[ad_1]
As a part of an ongoing effort to maintain you knowledgeable about our newest work, this weblog publish summarizes some just lately printed SEI studies, podcasts, and webcasts highlighting our work in coordinated vulnerability disclosure, cyber danger and resilience administration, automation, and the science of cybersecurity. These publications spotlight the most recent work of SEI technologists in these areas.

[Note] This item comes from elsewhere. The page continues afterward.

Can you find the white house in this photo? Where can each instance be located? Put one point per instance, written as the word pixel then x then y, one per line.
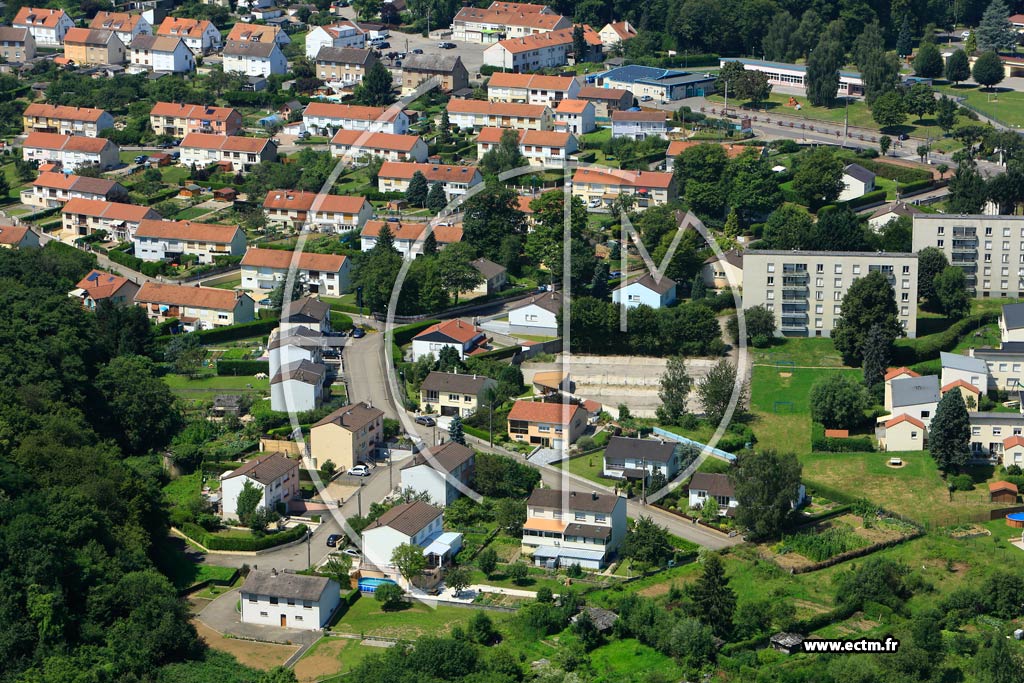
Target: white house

Now we have additionally included the SEI 12 months in Evaluation in addition to a podcast exploring the significance of fostering variety in software program engineering and a webcast that includes alternatives for girls in cybersecurity.
This publish features a itemizing of every publication, creator(s), and hyperlinks the place they are often accessed on the SEI web site.

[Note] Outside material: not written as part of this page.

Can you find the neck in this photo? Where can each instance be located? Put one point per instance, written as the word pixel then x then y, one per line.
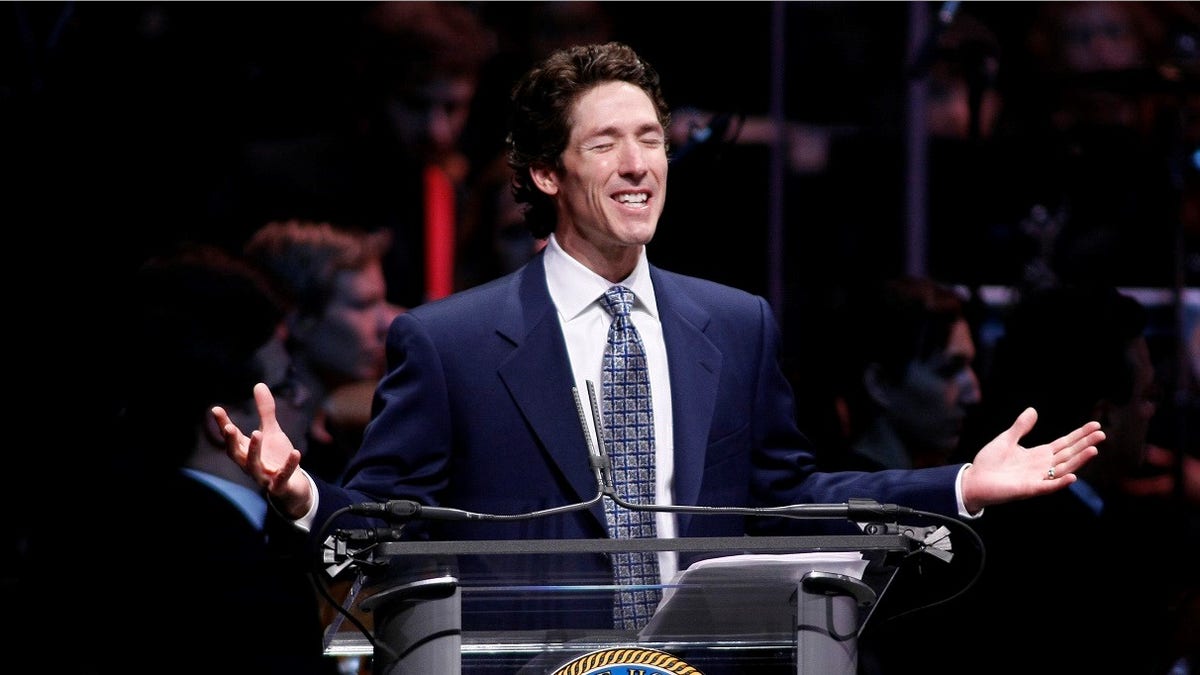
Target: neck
pixel 615 262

The SEI listens and probes intently to study our sponsor’s wants, in order that our work gives a path to fixing vital synthetic intelligence (AI), software program engineering, and cybersecurity points. On this SEI 12 months in Evaluation, you’ll learn of some distinguished current outcomes that specific our loud and clear response:
- With funding and help by the Workplace of the Director of Nationwide Intelligence, the SEI is fostering a group to develop a self-discipline for AI engineering, to guarantee that AI-enabled techniques are scalable, strong and safe, and human-centered.
- Having been on the forefront of software program engineering applied sciences and practices for many years, we’ve launched an effort to construct and lead a group that may type a nationwide agenda to architect the way forward for software program engineering and articulate a analysis roadmap.

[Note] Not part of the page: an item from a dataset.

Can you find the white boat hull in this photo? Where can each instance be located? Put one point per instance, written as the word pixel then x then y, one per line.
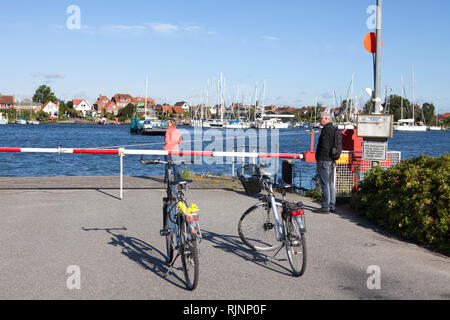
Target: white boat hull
pixel 410 128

Persevering with to carry collectively authorities and business, we launched the CERT/CC Vulnerability Data and Coordination Surroundings (VINCE) to extend the extent of direct collaboration between vulnerability reporters, coordinators, and software program distributors.
Obtain the SEI 12 months in Evaluation.
A State-Primarily based Mannequin for Multi-Get together Coordinated Vulnerability Disclosure (MPCVD)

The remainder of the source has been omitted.